Formed in 2005 in San Diego, California, Carnifex have since established themselves as one of the most popular deathcore bands around today. Their ninth studio album, Necromanteum, continues their legacy of disgustingly heavy music in full fashion. Despite having heard the band’s name quite a bit and maybe even chancing across a track or two by them, this is the first time I really sat down to listen to their music. However, their popularity and my enjoyment of similar artists led me to approach the album with high expectations, and I was not at all disappointed.
The band is known for their blackened deathcore sound, meaning they mix black metal influences into their music. This was quite obvious while listening to the album, as there were plenty of symphonic elements in the music, with orchestral swells and choral backing vocals populating a lot of the empty spaces on the album. This created a very big sound, which was simultaneously very enjoyable and a tad overwhelming (but palatable after a brief adjustment). The album kicked off with no delay, and I was immediately enraptured by the tones the band presented; the guitars sounded very crisp and full, and the drums were punchy and refreshing. The bass, as is often the case in extreme metal, was not distinguishable, instead just contributing to the low end of the guitars’ sound. This, in turn, gave the guitars a very powerful tone, but I was most impressed by how well they maintained their clarity through the mountains of gain and distortion; every note could be differentiated, and all the chords sounded clean and differentiable rather than messily blending together. The leads were very bright, but the rhythm sections maintained their heavy sound, which I enjoyed very much. The drums had the right amount of bite to them where they weren’t drowned out by all the other elements of the music but also weren’t overpowering. The kick drum was quite prominent, which helped maintain the rhythm of the song very well, but the slightly subdued cymbals kept the overall sound from feeling too crowded. The vocals were as expected from deathcore, with lots of distortion ranging from guttural growls to evil high screams, and the powerful delivery helped tie the music together.
While tone and sounds are really important, no metal album could be complete without good riffs to really create the huge sound we know and love. Carnifex did not fail to deliver face crunching riffs from start to finish. The album featured a good mix of classic headbangy grooves and black metal-influenced tremolo-picked blast beat sections. The addition of octave chords in chorus sections also really added a blackened touch and provided the melody necessary to cut through the wall of sound.

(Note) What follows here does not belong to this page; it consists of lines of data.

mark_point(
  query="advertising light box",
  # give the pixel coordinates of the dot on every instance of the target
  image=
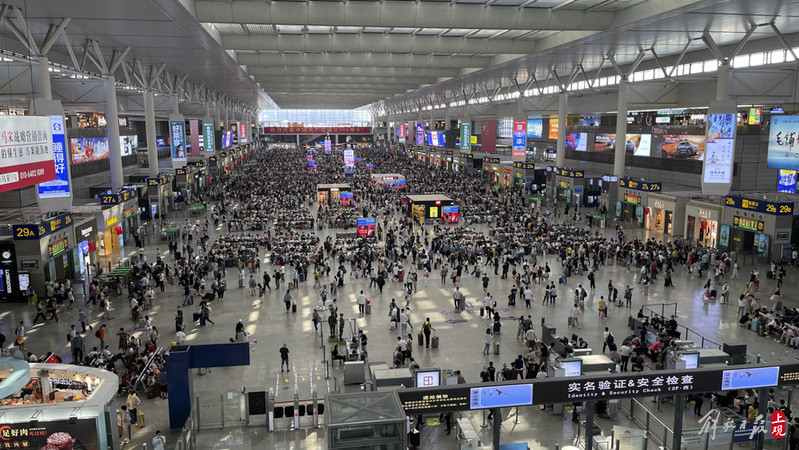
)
(783, 143)
(88, 149)
(535, 128)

The solos were also nice melodic intermissions in the chaos, but the band kept them short and to the point before returning back to the madness. The addition of dissonant mini-breakdown riffs also provided small breaks in the tempo and overpopulated sound, providing pockets for the listener to regroup and headbang some more. The vocals also contributed considerably to the rhythm section, helping to provide a groove to grasp onto during faster blast beat sections where it’s a bit harder to headbang. My only complaints are that most of the songs had the same structure, which got slightly repetitive as I progressed through the albums. Also, while I don’t hate them, I personally am not always the biggest fan of traditional deathcore breakdowns, but almost every track on the record had a breakdown at the end of it. These two minor things probably brought down my overall rating of the album by a point, but the album was still great, nonetheless.

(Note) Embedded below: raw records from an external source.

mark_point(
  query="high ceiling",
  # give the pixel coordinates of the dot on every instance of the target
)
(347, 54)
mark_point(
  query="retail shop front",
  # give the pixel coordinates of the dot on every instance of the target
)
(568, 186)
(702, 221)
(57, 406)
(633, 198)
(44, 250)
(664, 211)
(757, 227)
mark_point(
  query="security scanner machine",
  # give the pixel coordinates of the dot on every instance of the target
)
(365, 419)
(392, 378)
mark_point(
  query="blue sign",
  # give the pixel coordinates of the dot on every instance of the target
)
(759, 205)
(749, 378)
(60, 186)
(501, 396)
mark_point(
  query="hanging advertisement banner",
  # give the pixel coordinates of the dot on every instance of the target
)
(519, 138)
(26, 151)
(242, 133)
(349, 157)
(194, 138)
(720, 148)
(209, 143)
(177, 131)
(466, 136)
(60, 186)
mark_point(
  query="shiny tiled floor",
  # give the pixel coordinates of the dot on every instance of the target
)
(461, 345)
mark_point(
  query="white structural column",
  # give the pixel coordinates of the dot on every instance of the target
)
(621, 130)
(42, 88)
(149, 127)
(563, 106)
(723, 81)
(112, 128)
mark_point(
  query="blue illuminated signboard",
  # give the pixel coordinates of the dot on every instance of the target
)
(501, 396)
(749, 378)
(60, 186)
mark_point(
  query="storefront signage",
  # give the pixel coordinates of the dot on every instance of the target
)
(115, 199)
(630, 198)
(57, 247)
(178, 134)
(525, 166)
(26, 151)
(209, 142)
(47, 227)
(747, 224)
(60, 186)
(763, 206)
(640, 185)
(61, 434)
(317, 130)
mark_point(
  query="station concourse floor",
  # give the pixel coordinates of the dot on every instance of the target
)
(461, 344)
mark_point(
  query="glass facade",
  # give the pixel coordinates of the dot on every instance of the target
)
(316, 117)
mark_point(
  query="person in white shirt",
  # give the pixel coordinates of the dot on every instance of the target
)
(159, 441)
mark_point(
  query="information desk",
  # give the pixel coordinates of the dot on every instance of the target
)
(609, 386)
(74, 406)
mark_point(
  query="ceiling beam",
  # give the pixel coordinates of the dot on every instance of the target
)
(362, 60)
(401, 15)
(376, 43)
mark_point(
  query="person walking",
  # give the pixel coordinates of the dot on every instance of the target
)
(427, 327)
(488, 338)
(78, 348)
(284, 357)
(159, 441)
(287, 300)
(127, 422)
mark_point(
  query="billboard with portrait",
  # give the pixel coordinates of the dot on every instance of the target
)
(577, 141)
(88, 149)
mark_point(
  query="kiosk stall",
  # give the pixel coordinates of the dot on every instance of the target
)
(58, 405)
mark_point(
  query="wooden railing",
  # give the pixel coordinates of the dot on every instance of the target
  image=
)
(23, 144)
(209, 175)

From the perspective of a first-time listener of the band, I was quite blown away by how much I enjoyed this band. I know I’ll be returning to listen to this album (the whole thing got instantly added to my playlist), and I look forward to exploring the rest of the band’s discography too. In the making of this review, I did listen to a couple other top tracks of theirs, including “Die Without Hope” and “Graveside Confessions”, as well as their cover of the Korn song “Dead Bodies Everywhere”, all of which were absolutely amazing. It’s always fun to discover good, new music, and I’m definitely excited to hear what more this band has to offer.